Sitting at the pool this morning, reading the Sunday paper, magazine section has a “feel good” article about Jane Lynch, the coach in the TV series Glee, which of course all you homos know all about. Well I didn’t know Jane was a carpet licker. She wrote about how miserable she was as a lesbian in her early years. In fact, she had a great deal of hostility towards the gay community. It drove her to a brink of alcoholism and other emotional problems. It wasn’t until she fully confronted her uniqueness that, well, things moved on. I was moved by the article.
Tonight, I’m at a hole in the wall Thai place, 3 little Thai ladies are busy running around, the food is spicy, salty, sweet, crunchy, smooth — it’s everything and all good. I love the Thai people, friendly and so at ease with themselves. What is it about the Thais that I so want to know. I got a yogurt and walking the now cooler streets of Hong Kong. I pondered what Jane Lynch had said and how I watched the Thais in action
It hit me there, yogurt spoon in hand (honeydew flavor with mango – girlie but I’ll run with it) aren’t we all just really seeking to be understood and to understand?
Isn’t the point of a relationship to find that one person who understands you, the person (or movie). I’m talking deep down, how you tick, think, calculate, your desires, feelings, emotions, needs, wants — all in a raw unedited form. Don’t you want someone before you bite the bullet to get the ultimate you? I do.

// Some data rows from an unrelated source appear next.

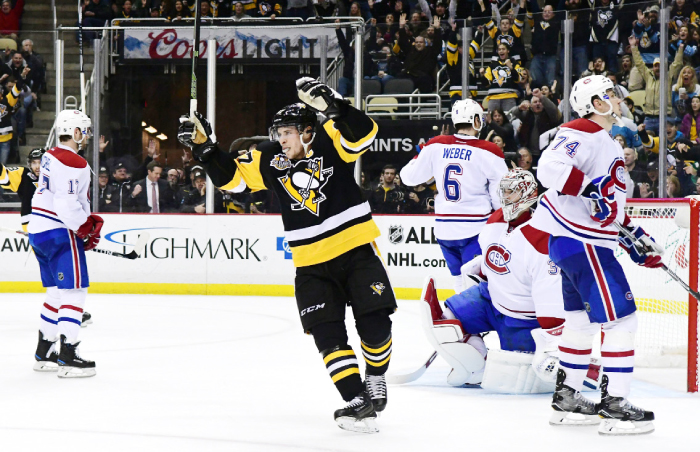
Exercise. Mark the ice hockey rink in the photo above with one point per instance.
(215, 373)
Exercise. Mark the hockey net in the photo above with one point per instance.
(668, 315)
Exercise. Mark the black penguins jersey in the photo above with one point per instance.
(22, 181)
(323, 210)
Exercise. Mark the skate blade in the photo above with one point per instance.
(75, 372)
(45, 366)
(366, 425)
(562, 418)
(617, 427)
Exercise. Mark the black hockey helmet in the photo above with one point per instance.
(35, 154)
(298, 115)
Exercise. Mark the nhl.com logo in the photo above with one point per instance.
(395, 234)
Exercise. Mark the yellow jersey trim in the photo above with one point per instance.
(335, 245)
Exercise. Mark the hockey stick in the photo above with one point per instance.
(195, 60)
(643, 249)
(413, 376)
(80, 45)
(140, 243)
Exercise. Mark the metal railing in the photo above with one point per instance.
(419, 106)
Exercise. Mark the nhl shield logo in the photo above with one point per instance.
(395, 234)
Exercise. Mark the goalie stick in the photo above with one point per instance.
(642, 248)
(412, 376)
(140, 243)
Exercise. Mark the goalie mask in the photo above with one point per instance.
(295, 115)
(517, 191)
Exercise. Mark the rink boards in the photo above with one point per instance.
(219, 255)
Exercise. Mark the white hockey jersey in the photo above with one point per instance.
(580, 152)
(523, 281)
(61, 199)
(467, 172)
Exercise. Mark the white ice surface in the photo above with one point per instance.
(196, 373)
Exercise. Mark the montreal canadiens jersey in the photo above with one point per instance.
(523, 281)
(580, 152)
(467, 173)
(23, 182)
(61, 199)
(323, 209)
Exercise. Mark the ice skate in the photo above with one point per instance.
(71, 364)
(376, 387)
(87, 320)
(570, 407)
(46, 355)
(621, 417)
(358, 416)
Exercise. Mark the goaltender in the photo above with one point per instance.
(329, 227)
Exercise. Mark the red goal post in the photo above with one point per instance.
(668, 315)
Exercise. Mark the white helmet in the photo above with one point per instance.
(68, 120)
(465, 112)
(585, 89)
(519, 181)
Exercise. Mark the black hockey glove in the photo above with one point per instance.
(197, 136)
(322, 98)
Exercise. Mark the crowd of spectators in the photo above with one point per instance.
(22, 81)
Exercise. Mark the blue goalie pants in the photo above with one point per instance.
(459, 252)
(61, 259)
(474, 309)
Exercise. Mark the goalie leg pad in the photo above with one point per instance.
(450, 341)
(512, 373)
(617, 354)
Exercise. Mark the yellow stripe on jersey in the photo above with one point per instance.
(248, 171)
(349, 151)
(337, 354)
(335, 245)
(377, 350)
(11, 177)
(345, 373)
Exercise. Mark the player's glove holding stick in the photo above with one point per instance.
(321, 98)
(195, 133)
(601, 193)
(645, 251)
(89, 232)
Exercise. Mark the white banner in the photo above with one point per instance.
(232, 43)
(220, 254)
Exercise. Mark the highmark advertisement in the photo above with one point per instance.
(248, 43)
(219, 254)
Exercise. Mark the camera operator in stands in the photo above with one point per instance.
(118, 190)
(194, 201)
(389, 197)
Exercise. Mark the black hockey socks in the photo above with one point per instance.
(341, 364)
(377, 356)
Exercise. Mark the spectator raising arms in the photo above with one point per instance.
(9, 18)
(502, 74)
(691, 121)
(420, 59)
(685, 89)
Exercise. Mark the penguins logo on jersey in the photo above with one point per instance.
(501, 74)
(604, 17)
(497, 258)
(304, 184)
(378, 288)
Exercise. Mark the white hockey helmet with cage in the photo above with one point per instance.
(585, 89)
(465, 112)
(68, 120)
(517, 181)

I’ve been lucky, my wife knows me well on all levels, fronts and passage ways. I have a nice comfort with her. She’s home base. Safe. Scrappy and I are working our way there. I will be one lucky individual to have 2 people on the earth who get me
Notice that I didn’t mention anything physical in nature. Clearly some element of physical factors into all bonding relationships, but it shouldn’t be the overriding factor. I watch couple straight and gay break up and while the high level root cause is sex OR money, if you were to dig deeper it’s a failure of understanding and compassion for the other.
Flap at me as you want, but I manged 15+ years with a great woman and now 4 years with what I think is a great (but quite different) guy. I hope you are equally lucky.